My piece began in the crowd – walking, clapping, singing. It’s a great way for me to begin a piece, because my nervousness fades away as I sing. Halfway through the poem came the first mention of my grandfather, and my voice caught in a way I didn’t expect. I nearly choked on the lump that had suddenly appeared in my throat. I was happy. I was so damn happy I could barely get the words of the next piece of singing: a short clip from “Ode to Joy.”

I remembered that night at Carnegie Hall as I finished the poem, singing, marching triumphantly from the stage down the aisle with my fist in the air as the audience roared me out. I crashed into a chair and promptly started crying as hard as I ever have. People didn’t understand; my sister wasn’t there to interpret this time. I said “I’m happy, I’m happy” over and over, as people patted my back, cradled me, and whispered great things.

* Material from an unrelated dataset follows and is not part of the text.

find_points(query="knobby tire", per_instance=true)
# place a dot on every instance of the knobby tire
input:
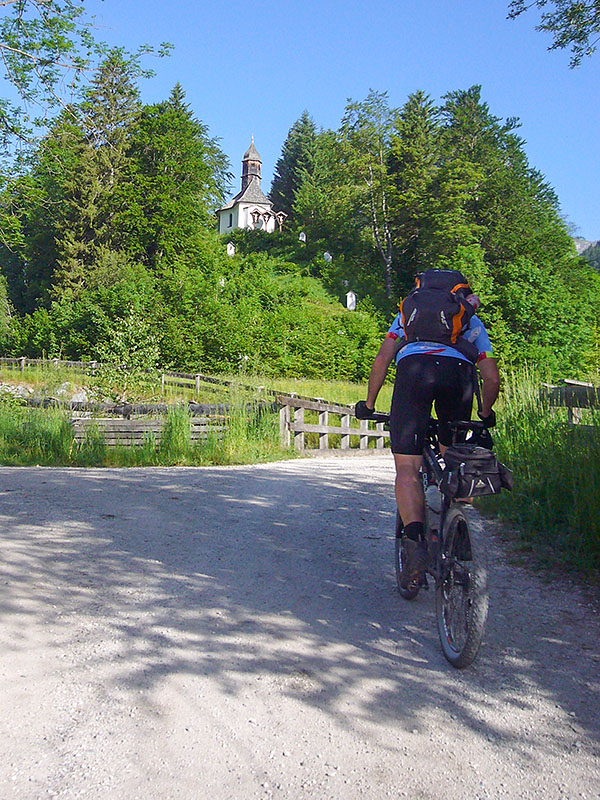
(461, 595)
(407, 594)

I couldn’t stop crying for the next two pieces. The tears are coming back as I write this. As I left the venue, Jeanann Verlee, one of the poets whose work I most respect in both writing and performance, caught me in a hug.

“Thank you for making us feel,” she whispered. I shook and blew snot into her coat. “Thank you for your poems.” I pulled back, looked into the face of the woman I so completely admire and squeaked out,

“Are you proud of me?”

She pulled me in again. “Oh honey, why do you even ask? Of course I am. Of course.”

Why do I ask? Because part of being in this community, part of being in this family, means having my elders watch me grow, like my grandfather watched me learn music. How proud he’s been at every concert, every time I can correctly identify a concerto on the radio. I finished that Beethoven piece looking for his shirtsleeves – and what an act of grace that I continue to find them whenever I think to look. I looked at my workshop participants the same way this morning, such proudness, like watching your nieces learn to do cartwheels in the dirt. Grow, women. Push and grow.

I’m proud of me too.

Signing off,
~Dane Kuttler
Finneyfrock Slam News

1 comment:

Lauren Zuniga said...

Dane, it was so beautiful to see your red cheaks streaming with tears and know that you were happy! It was an honor to be in a bout with you. We have all grown so much since the first Wowps. Thanks for that reminder.